I'm posting this in the DIY section and the Tang section because it pertains to my shelly tank that I'm building but also has a DIY aspect to it as well that some people that aren't interested in Tangs may miss. Mods feel free to remove one if you feel its excessive.

It's been a long time coming but I think I'm ready for my first multi tank! It's a 10 gallon using combination play sand/crushed coral for substrate.









I painted the background black. In order of appearance from left to right:
DIY PVC overflow, heater, Whisper HOB intake








Filtration








Here you can see my Whisper HOB and far left is my DIY PVC overflow.

Here's where it starts to really get custom! 









DIY Wet/Dry alla Walmart!








Sterilite carry box I think was like $10








Shot of the Sterilite 5 drawer storage bin maybe $10








Top bin I used filter media for the mech filtration








2nd and 3rd drawer I filled with plastic pot scrubbies.
Bottom two drawers are pulled out. This allows water to drip through the scrubbies and pool at the bottom where the pump lifts it out and sends it back to the tank via a DIY PVC spraybar.









Anyone wanna donate some multi's to a good home? I can't find anyone in my area that sells them and its a bit too cold to chance ordering them right now.

Hope you all enjoyed my writeup!


----------



## knotty dreadlocks (Oct 31, 2008)

that setup looks pretty good. do you got the dimensions to the whole unit.


----------



## D-007 (Jan 3, 2008)

Very well done :thumb:

Could the heater not fit in the bottom of the wet/dry?


----------



## zugbug (Dec 12, 2005)

very nice!! :thumb: 
Probably the best filtered tank around!


----------



## myselfdotcom (Sep 19, 2006)

does the water flow down to the sump via gravity and vacuum? If the electricity went out...does it restart itself? or keep flowing until it reach below the draining pipe level?


----------



## elgenyo (Feb 26, 2004)

D-007 The heater I used was a spare until another comes in on order. I too don't like the look of it but I needed to get the temp around 80 so it would cycle faster...notice the cherry barbs in there...lol they'll have to go when I get my multies.

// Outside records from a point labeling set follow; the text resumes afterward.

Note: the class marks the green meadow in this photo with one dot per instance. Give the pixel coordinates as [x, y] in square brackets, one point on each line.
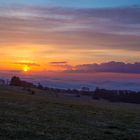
[33, 117]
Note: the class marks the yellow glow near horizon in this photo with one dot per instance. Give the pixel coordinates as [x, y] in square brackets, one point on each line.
[26, 68]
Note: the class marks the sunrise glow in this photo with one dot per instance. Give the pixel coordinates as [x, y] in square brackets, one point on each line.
[26, 68]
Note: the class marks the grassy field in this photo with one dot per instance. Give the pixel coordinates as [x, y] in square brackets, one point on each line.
[31, 117]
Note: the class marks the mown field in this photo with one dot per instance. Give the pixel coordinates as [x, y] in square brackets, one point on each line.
[31, 117]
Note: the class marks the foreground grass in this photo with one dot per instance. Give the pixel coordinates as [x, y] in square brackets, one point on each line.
[26, 117]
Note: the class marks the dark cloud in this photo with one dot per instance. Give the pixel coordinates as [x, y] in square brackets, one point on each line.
[113, 67]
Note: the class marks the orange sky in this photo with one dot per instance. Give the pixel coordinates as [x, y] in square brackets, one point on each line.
[37, 36]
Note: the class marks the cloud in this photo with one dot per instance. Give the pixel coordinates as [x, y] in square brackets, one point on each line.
[26, 63]
[58, 63]
[117, 28]
[111, 67]
[61, 64]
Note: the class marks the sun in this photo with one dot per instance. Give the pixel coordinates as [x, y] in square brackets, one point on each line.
[26, 68]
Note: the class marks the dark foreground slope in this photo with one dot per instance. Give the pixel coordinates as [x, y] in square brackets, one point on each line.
[31, 117]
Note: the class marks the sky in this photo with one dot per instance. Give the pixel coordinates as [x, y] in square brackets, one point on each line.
[77, 36]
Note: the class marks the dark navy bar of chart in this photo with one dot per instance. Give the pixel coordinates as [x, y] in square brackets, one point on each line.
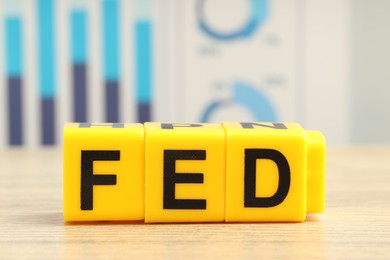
[112, 107]
[14, 61]
[47, 124]
[15, 111]
[79, 44]
[143, 67]
[46, 65]
[80, 92]
[111, 58]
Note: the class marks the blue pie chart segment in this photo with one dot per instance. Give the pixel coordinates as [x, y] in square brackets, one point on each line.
[247, 96]
[259, 12]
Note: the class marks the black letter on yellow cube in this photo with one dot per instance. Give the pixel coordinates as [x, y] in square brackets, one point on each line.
[171, 178]
[88, 179]
[251, 155]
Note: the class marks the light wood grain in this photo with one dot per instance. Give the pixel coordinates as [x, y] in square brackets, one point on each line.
[356, 223]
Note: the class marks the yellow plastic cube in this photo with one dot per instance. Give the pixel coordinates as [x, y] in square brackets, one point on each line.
[103, 171]
[267, 172]
[184, 172]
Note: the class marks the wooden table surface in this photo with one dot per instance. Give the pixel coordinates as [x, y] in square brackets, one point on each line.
[356, 223]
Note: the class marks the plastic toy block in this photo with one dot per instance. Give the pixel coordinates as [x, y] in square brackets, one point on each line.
[184, 172]
[274, 172]
[103, 171]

myself the pvc overflow works the same as the bigger models you'll find in the diy section. water travels via gravity but stops when power is cutoff once the water level in tank reaches the top inlet hole allowing air to break the suction. Once power is restored the pump in the sump starts again and water starts flowing like normal.


----------



## KaiserSousay (Nov 2, 2008)

:thumb:


> Very well done


What he said..+1


----------



## Woodworm (Jan 3, 2009)

Love it!! :thumb: A very clean and simple setup. One of the best I've seen so far. =D> I think I will try your idea on a slightly larger tank and see how it goes.


----------



## steelblue77 (Jan 18, 2009)

Brilliant! That filter should be able to handle just about anything you can fit in a 10g.


----------